The boy, whom CityNews has chosen not to identify, has a history of educational and behavioral issues. When he ran away from school on the first day, his school called police and he was taken to Southlake Regional Health Centre in Newmarket.
By the time his mother got there, she found him in the restraints.
“I had asked them, ‘Can you please undo my son? I am here now,’” she explained.
“They said no. He said, ‘Mommy, please. Mom, please. Get them to undo it. It’s too tight, it’s too tight.’ He said he was feeling strange because of the drug.”
The hospital said restraints — both physical bindings and sedatives — can be used to protect the patient.
“The safety of our patients and our staff is paramount,” Southlake spokeswoman Nancy Gale said.
“In extreme situations where there is an imminent risk or threat to a patient and our staff, based on a medical assessment by a physician, we use restraints as a short-term intervention to protect a patient.
“No one wants to use restraints; it is a last measure and is done only in dire situations deemed an ‘emergency.’”
The boy’s mother said the bigger issue is she’s been trying for years to get help for mental health issues and is on three separate wait lists, all running at least a year.
“A year wait list from now might be too late for my son,” she said. “He’s just going to get himself in more trouble.”

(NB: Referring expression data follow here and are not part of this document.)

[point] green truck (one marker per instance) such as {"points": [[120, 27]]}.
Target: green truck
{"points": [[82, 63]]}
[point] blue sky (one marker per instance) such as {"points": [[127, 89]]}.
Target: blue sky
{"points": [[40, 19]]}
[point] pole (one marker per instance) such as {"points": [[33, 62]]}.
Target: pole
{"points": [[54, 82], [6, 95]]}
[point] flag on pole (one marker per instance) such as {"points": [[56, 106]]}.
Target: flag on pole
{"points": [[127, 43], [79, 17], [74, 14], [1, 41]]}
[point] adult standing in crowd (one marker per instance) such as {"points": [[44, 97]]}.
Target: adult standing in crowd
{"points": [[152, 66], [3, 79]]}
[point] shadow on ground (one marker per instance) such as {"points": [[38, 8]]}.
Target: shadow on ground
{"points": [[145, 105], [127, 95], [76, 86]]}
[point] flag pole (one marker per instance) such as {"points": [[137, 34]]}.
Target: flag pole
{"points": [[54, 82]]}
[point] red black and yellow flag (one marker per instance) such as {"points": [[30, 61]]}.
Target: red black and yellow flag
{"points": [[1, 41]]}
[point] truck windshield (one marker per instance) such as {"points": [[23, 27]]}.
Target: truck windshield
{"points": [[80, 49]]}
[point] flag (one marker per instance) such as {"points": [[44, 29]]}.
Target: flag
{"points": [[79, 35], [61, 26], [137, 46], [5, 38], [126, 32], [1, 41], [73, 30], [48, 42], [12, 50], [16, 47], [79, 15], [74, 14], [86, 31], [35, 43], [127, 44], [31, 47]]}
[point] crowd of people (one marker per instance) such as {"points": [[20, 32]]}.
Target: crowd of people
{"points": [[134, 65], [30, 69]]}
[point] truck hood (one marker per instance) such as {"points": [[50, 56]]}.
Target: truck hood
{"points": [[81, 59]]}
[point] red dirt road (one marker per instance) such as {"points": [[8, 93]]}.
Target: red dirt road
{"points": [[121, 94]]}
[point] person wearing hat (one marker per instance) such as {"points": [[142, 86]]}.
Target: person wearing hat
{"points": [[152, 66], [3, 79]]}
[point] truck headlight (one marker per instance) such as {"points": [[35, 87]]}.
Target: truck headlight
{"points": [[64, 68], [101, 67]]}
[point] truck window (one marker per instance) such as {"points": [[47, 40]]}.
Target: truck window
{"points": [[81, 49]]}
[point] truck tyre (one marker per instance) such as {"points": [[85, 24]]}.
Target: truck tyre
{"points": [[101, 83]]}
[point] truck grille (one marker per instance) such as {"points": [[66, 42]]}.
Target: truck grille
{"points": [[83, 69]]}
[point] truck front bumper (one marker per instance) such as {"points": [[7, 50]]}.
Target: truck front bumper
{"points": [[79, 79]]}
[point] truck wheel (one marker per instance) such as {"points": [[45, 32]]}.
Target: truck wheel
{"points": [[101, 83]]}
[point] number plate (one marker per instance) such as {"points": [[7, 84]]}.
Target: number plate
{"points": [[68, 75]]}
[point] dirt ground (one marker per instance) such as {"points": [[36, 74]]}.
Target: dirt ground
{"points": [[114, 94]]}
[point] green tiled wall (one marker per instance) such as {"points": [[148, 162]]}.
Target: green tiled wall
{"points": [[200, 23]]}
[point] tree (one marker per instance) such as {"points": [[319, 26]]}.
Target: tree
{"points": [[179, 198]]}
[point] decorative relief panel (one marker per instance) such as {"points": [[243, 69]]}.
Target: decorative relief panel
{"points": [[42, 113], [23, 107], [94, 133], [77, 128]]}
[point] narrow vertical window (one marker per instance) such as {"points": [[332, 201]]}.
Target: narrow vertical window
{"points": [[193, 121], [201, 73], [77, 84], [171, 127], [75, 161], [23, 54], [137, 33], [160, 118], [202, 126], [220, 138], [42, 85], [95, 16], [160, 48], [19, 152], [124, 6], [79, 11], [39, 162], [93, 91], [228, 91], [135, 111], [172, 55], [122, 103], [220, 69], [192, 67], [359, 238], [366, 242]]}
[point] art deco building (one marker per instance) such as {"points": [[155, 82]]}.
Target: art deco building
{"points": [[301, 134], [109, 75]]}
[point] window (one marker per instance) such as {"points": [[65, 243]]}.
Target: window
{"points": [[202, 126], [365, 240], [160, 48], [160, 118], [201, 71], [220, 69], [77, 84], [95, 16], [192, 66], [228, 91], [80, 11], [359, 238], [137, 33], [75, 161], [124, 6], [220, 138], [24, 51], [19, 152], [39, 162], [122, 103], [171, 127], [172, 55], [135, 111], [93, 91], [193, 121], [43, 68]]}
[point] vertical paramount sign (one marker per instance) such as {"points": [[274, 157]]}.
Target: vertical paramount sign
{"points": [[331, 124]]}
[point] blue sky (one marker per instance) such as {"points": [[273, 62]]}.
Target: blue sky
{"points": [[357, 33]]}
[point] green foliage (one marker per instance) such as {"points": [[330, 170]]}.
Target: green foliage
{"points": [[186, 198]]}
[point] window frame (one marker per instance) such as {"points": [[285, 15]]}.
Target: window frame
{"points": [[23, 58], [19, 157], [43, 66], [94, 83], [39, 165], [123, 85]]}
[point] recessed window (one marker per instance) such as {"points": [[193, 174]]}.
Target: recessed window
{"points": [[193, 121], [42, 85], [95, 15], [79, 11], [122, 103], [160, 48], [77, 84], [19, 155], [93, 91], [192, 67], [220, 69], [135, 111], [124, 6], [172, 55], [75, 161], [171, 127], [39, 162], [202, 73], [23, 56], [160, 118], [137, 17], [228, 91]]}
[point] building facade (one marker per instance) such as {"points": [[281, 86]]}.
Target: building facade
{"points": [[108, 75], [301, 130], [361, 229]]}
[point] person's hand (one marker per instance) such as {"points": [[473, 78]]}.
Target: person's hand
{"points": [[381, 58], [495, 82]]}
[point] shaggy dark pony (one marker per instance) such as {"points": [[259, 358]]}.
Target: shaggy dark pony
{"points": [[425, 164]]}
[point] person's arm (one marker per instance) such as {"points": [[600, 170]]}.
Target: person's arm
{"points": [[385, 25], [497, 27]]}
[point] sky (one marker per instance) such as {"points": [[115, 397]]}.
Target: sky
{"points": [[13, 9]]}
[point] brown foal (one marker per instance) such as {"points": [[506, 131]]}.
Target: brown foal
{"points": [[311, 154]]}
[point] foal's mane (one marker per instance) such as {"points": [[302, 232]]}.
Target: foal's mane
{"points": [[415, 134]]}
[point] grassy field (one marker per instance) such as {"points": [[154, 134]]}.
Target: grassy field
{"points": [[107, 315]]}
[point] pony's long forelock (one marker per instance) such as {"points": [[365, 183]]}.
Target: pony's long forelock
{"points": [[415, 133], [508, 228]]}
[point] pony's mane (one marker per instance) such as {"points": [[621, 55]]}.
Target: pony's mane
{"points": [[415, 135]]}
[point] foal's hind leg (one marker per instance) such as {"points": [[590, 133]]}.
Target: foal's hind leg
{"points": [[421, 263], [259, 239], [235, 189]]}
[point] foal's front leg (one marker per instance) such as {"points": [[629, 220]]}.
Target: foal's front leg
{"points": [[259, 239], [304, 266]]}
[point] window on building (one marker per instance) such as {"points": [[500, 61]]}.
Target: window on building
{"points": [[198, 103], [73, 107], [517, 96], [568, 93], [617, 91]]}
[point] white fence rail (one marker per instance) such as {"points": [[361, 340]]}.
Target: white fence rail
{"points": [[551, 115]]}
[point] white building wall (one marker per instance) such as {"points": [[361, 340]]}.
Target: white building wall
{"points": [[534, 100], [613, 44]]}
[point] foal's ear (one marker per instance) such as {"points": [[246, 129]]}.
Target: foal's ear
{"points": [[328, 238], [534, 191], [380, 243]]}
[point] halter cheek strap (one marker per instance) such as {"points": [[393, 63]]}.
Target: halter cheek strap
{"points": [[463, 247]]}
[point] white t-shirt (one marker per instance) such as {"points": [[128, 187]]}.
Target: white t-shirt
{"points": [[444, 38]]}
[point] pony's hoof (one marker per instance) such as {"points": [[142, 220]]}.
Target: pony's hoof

Even though the first day of school was traumatic, his mother had hoped it might finally be a turning point and the hospital would keep him there and he would get treatment.
“He was in those restraints an hour and a half, and they did not keep him,” she said. “I thought that would be the next best thing … They just released him.”
Hospital staff told the woman to follow up with her son’s doctor and get a referral for a behavioural program they offer at the hospital. But the woman said there’s a wait list for that too.
“Upon assessment by a physician and psychiatrist, a decision is made to determine whether remaining in hospital is best for a patient,” Gale said. “Often resources in the community provide longer-term support and treatment.”
Meanwhile, the College of Nurses of Ontario said consent is usually required for any treatment for a child, except in an emergency situation when a parent or substitute decision-maker is not available.